The announcement, published on the official CTE Facebook page, sparked a flurry of ironic and angry comments from Cuban citizens questioning whether the plant had even gotten warm at all.
«When did it get hot?», asked a user sarcastically. Another was more straightforward: «It's the one that works the least and takes the longest to cool down. Ease up, because the people no longer believe a word you say.»
A third party pointed out the underlying problem: "The truth is, I don't know how those workers are motivated to work knowing that what they will do is for nothing, because the plant doesn't need a band-aid; it requires major maintenance. Everything else is in vain; it can't take any more."
La Guiteras left the National Electric Power System (SEN) on Friday at 06:58, just four days after being reintroduced on June 29.

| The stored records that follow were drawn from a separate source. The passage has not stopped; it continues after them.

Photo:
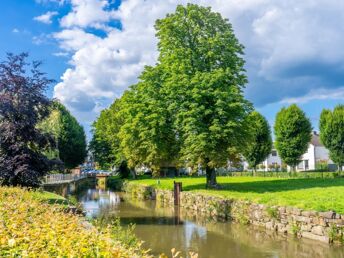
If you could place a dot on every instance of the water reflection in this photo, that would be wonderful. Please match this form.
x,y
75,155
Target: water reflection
x,y
163,228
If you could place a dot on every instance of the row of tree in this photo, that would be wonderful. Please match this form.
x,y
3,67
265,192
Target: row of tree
x,y
189,110
37,135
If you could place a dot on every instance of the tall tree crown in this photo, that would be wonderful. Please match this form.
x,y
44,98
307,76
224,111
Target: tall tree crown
x,y
293,134
22,106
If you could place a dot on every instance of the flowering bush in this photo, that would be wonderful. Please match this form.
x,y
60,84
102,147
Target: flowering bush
x,y
30,227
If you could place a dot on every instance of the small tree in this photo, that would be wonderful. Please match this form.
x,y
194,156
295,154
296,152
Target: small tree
x,y
22,106
293,134
68,133
260,143
332,133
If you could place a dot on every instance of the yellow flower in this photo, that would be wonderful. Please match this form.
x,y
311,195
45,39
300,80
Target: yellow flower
x,y
11,242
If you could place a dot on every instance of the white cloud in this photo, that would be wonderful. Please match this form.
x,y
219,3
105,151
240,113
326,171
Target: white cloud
x,y
292,47
88,13
317,94
45,18
60,2
61,54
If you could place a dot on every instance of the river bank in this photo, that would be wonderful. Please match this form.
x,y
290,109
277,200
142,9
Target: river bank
x,y
325,226
36,223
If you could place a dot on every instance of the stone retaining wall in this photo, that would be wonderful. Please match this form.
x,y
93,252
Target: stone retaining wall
x,y
326,227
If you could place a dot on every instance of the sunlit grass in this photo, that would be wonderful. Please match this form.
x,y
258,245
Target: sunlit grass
x,y
310,194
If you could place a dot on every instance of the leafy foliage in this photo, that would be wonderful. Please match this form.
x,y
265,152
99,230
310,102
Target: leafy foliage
x,y
68,133
260,143
189,108
293,134
204,78
332,133
29,227
105,144
22,106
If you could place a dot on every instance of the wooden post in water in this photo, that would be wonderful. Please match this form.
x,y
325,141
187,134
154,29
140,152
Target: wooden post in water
x,y
177,190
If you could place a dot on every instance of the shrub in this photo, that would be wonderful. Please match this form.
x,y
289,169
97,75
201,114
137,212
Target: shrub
x,y
29,227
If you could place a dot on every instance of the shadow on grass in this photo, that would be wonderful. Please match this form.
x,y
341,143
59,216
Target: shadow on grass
x,y
273,185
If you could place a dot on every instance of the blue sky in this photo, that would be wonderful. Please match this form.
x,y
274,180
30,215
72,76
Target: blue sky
x,y
95,49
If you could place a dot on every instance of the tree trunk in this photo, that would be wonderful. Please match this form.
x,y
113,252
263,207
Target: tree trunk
x,y
211,177
133,172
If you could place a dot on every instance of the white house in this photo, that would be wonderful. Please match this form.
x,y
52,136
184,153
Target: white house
x,y
315,154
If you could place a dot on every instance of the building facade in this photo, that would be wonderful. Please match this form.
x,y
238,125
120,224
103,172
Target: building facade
x,y
315,156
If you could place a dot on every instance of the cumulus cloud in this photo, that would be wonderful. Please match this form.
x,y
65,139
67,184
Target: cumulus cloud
x,y
292,48
45,18
317,94
88,13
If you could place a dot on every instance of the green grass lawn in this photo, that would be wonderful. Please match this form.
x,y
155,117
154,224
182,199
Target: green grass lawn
x,y
309,194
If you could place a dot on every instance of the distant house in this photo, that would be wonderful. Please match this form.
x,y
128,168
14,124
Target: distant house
x,y
316,154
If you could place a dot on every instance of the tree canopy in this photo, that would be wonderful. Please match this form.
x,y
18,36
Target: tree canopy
x,y
260,144
188,109
22,106
71,146
332,133
293,134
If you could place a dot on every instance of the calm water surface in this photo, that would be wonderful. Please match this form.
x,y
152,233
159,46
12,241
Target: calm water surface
x,y
165,228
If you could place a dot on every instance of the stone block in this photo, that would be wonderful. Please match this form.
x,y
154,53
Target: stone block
x,y
302,219
327,214
281,210
296,211
310,235
306,227
318,230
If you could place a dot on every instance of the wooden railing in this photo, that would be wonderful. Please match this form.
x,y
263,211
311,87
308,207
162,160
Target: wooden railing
x,y
61,178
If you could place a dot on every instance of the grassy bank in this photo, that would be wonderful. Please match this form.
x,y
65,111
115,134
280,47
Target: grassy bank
x,y
307,193
33,223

This is their 17th outage so far this year and the fifth consecutive one due to a failure in the economizer of the boiler, the most deteriorated component of the facility.

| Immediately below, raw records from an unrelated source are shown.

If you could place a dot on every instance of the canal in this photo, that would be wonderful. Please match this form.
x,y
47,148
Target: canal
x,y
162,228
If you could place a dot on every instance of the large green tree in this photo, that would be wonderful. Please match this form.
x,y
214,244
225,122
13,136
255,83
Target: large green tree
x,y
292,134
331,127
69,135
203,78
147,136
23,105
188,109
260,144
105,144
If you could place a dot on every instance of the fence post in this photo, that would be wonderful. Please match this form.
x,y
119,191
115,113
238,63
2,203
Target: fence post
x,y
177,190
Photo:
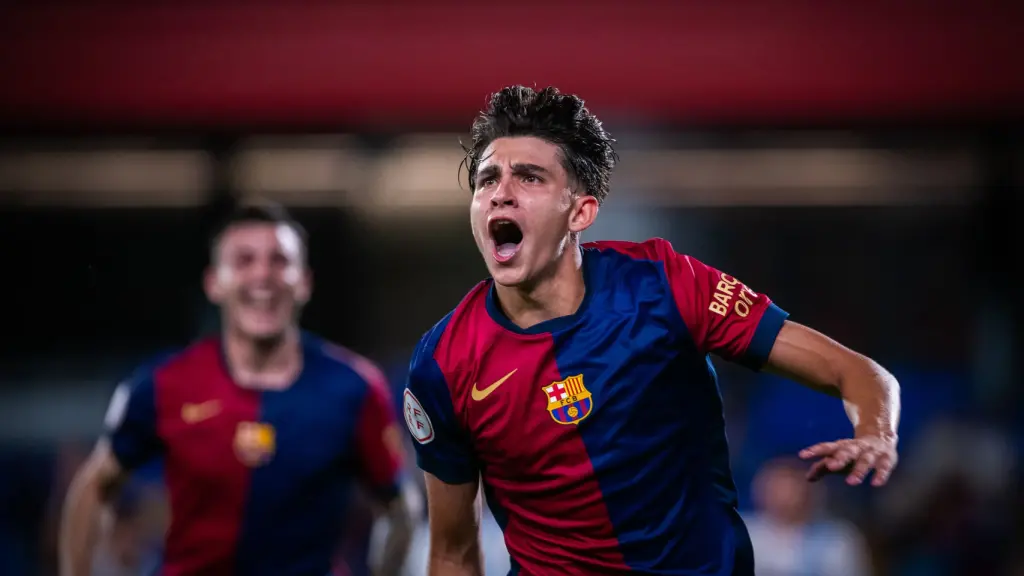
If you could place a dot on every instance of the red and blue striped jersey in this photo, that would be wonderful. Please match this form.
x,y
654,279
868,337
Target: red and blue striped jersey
x,y
258,481
599,437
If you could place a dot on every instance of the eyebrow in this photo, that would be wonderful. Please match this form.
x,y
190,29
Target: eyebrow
x,y
518,168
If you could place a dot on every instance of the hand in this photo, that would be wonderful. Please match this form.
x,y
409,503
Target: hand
x,y
854,457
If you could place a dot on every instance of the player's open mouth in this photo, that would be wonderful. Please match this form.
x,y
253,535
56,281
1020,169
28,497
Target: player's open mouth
x,y
260,298
507,237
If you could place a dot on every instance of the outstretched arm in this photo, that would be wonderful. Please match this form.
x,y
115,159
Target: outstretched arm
x,y
455,529
723,316
870,397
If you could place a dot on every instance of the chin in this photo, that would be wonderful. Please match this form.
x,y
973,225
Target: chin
x,y
509,277
262,332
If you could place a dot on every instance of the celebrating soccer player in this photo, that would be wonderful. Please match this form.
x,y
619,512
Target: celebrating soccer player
x,y
577,383
261,430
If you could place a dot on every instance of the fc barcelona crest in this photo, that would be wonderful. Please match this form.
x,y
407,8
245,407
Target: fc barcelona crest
x,y
254,443
568,400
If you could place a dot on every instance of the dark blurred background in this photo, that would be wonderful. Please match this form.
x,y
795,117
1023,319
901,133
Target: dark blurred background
x,y
861,164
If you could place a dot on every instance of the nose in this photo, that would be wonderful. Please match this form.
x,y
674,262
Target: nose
x,y
503,196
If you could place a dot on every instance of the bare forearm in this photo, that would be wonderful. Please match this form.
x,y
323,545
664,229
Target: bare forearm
x,y
79,527
396,542
870,397
469,563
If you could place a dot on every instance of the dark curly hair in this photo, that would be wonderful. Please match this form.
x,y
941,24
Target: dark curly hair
x,y
588,154
256,211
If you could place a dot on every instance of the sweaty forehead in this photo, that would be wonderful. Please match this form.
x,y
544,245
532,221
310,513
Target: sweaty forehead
x,y
520,150
266,237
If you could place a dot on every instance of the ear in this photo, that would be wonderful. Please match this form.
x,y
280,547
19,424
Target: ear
x,y
583,213
305,288
211,286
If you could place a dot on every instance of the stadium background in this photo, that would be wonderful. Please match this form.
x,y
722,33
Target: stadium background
x,y
860,164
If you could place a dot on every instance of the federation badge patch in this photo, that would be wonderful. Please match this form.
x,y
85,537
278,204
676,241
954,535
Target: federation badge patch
x,y
417,419
568,401
254,443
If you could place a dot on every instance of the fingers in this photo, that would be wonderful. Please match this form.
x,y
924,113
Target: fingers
x,y
818,470
863,465
856,459
818,450
883,469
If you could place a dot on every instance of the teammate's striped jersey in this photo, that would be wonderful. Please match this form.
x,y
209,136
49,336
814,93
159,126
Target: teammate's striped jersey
x,y
258,482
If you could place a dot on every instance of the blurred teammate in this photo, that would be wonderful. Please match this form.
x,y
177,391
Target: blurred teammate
x,y
577,381
262,430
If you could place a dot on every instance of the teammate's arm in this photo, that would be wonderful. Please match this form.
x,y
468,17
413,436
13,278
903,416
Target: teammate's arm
x,y
93,486
870,397
444,452
455,529
725,317
130,441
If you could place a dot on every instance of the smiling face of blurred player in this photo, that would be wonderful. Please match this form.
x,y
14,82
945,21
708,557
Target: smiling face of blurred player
x,y
259,278
525,213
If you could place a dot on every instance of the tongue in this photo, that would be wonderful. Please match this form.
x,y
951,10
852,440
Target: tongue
x,y
507,250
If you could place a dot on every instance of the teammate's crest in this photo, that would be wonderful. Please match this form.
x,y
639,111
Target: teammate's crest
x,y
568,400
254,443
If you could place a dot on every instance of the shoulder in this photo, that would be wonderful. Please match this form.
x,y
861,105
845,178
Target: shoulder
x,y
138,391
655,249
445,342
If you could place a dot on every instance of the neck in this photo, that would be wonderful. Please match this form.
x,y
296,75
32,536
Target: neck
x,y
265,364
556,294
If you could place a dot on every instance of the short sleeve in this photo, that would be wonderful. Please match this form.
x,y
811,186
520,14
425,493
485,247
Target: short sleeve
x,y
131,421
723,315
442,447
379,443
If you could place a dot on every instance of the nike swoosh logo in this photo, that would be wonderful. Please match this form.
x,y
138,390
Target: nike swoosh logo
x,y
479,395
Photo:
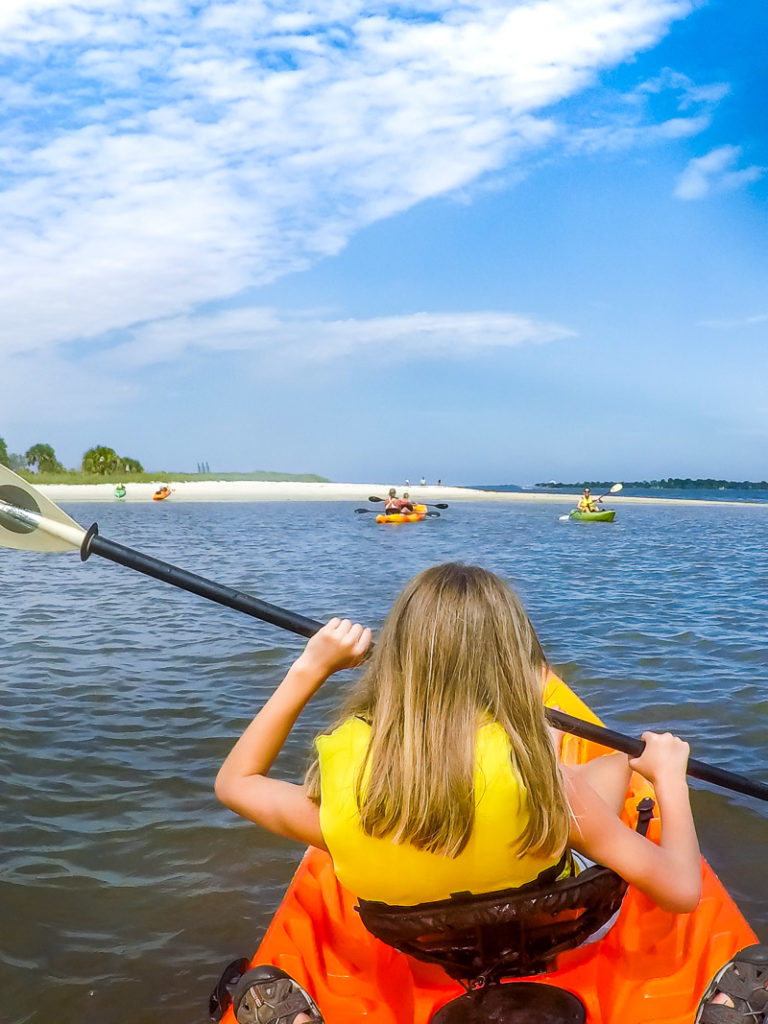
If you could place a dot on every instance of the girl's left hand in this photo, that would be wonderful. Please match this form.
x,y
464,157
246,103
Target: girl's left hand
x,y
340,644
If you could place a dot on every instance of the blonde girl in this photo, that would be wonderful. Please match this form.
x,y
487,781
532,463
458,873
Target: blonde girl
x,y
457,673
441,773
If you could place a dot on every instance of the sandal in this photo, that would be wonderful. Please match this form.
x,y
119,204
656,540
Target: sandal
x,y
268,995
744,980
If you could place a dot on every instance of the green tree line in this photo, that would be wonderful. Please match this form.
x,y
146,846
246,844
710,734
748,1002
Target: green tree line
x,y
671,483
98,461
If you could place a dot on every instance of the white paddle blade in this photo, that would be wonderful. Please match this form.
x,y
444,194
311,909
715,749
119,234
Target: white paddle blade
x,y
29,521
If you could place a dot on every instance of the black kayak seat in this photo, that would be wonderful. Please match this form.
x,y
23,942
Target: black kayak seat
x,y
482,940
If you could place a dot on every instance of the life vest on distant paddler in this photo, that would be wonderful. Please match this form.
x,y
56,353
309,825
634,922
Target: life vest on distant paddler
x,y
400,873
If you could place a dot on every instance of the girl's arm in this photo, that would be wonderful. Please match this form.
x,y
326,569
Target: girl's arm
x,y
243,782
671,872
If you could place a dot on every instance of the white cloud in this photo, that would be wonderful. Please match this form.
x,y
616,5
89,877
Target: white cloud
x,y
162,154
280,340
727,325
716,171
668,107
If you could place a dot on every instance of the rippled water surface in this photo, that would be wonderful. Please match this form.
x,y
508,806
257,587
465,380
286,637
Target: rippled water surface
x,y
125,887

The engineer Román Pérez Castañeda, general director of the block, explained that a complete replacement of the economizer is unfeasible at this moment: "It's not that we lack the necessary pipes and the ability to assemble them, but rather that it is an intervention that would take several days, and today, 200 megawatts are crucial."
The immediate plan includes resuming the inspection of the boiler on Sunday morning and estimates the repair will take up to six days starting from 6:00 a.m. on Friday.

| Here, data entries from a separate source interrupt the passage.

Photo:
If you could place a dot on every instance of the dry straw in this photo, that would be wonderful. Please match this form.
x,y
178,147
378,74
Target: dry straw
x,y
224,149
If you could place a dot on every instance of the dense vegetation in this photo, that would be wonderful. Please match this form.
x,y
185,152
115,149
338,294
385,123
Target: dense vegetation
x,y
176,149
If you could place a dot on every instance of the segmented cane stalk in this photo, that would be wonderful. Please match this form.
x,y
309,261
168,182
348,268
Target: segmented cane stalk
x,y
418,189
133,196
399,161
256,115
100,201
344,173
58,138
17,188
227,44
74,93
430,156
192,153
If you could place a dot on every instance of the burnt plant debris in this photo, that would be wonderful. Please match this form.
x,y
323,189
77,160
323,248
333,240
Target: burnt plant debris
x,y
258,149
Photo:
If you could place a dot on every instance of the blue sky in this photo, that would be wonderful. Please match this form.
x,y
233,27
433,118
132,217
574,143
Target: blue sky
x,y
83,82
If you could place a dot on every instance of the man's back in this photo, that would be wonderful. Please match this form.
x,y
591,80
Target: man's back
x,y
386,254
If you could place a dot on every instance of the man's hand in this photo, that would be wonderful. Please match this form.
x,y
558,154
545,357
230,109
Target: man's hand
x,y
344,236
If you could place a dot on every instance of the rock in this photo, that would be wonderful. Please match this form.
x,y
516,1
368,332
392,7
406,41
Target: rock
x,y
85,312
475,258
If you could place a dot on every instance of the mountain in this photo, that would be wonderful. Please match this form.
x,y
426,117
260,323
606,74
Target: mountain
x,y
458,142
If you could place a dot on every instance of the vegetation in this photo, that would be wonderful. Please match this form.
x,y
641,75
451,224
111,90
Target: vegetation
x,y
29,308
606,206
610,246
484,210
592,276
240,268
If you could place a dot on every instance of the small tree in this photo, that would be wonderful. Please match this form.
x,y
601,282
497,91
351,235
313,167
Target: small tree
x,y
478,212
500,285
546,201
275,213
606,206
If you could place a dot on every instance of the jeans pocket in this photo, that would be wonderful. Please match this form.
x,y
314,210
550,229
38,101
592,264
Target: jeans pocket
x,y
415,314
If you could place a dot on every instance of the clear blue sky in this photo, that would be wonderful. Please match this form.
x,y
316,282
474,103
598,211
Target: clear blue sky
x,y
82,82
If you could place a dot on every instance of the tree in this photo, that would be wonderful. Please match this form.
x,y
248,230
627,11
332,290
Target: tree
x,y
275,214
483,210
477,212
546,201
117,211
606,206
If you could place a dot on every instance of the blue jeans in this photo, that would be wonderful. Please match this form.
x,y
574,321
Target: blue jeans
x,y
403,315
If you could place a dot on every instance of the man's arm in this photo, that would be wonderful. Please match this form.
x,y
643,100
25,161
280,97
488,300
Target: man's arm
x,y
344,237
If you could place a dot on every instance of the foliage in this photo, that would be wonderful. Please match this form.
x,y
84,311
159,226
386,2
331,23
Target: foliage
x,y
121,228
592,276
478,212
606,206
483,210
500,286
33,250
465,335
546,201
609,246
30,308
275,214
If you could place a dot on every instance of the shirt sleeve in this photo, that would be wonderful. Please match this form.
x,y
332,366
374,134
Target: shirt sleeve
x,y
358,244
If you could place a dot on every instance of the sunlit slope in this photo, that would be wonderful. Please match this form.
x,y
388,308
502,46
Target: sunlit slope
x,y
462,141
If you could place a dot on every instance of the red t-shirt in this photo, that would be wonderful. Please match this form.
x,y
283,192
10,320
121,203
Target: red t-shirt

The structural deterioration of the plant explains the irony of the Cubans. The economizer has accumulated 38 years of continuous operation in a highly corrosive environment, with damage to more than 500 tubes and between 1,000 and 1,200 weld seams pending.
Specialists estimate that a comprehensive intervention would require a shutdown of at least 180 days, something that authorities have repeatedly postponed. The facility has not undergone significant maintenance since 2010.
The citizens' reaction on Facebook also reflected a broader understanding of the crisis. "The problem isn't the sadly famous thermoelectric plant. It's the other nine that are out of service for various reasons. Guiteras could go into maintenance if it weren't for the fact that the other generating units are also out of service," wrote another user.
And one more summarized the state of the electrical system with a brutal image: «Neurological death and the SEN in massive infarction, and the suffering of the people growing excessively.»
The new breakdown worsened the national electricity deficit to 2,206 MW, just two megawatts shy of the historical record of 2,208 MW recorded on June 25.
As of July 4th, there are 11 thermoelectric units out of service in Cuba, and 106 distributed generation plants halted due to lack of fuel.
Blackouts reach between twenty and thirty hours daily in Havana and up to 87 consecutive hours in Matanzas, where Guiteras itself is located.
The Minister of Energy and Mines, Vicente de la O Levy, promised capital maintenance for the plant by the end of 2025, postponed it in December citing a "situational problem," and announced it again in April 2026 without setting a specific date.
Meanwhile, Cubans continue to wait, holding onto the same question that encapsulates their despair: "It spends more time cooling down than it does being online."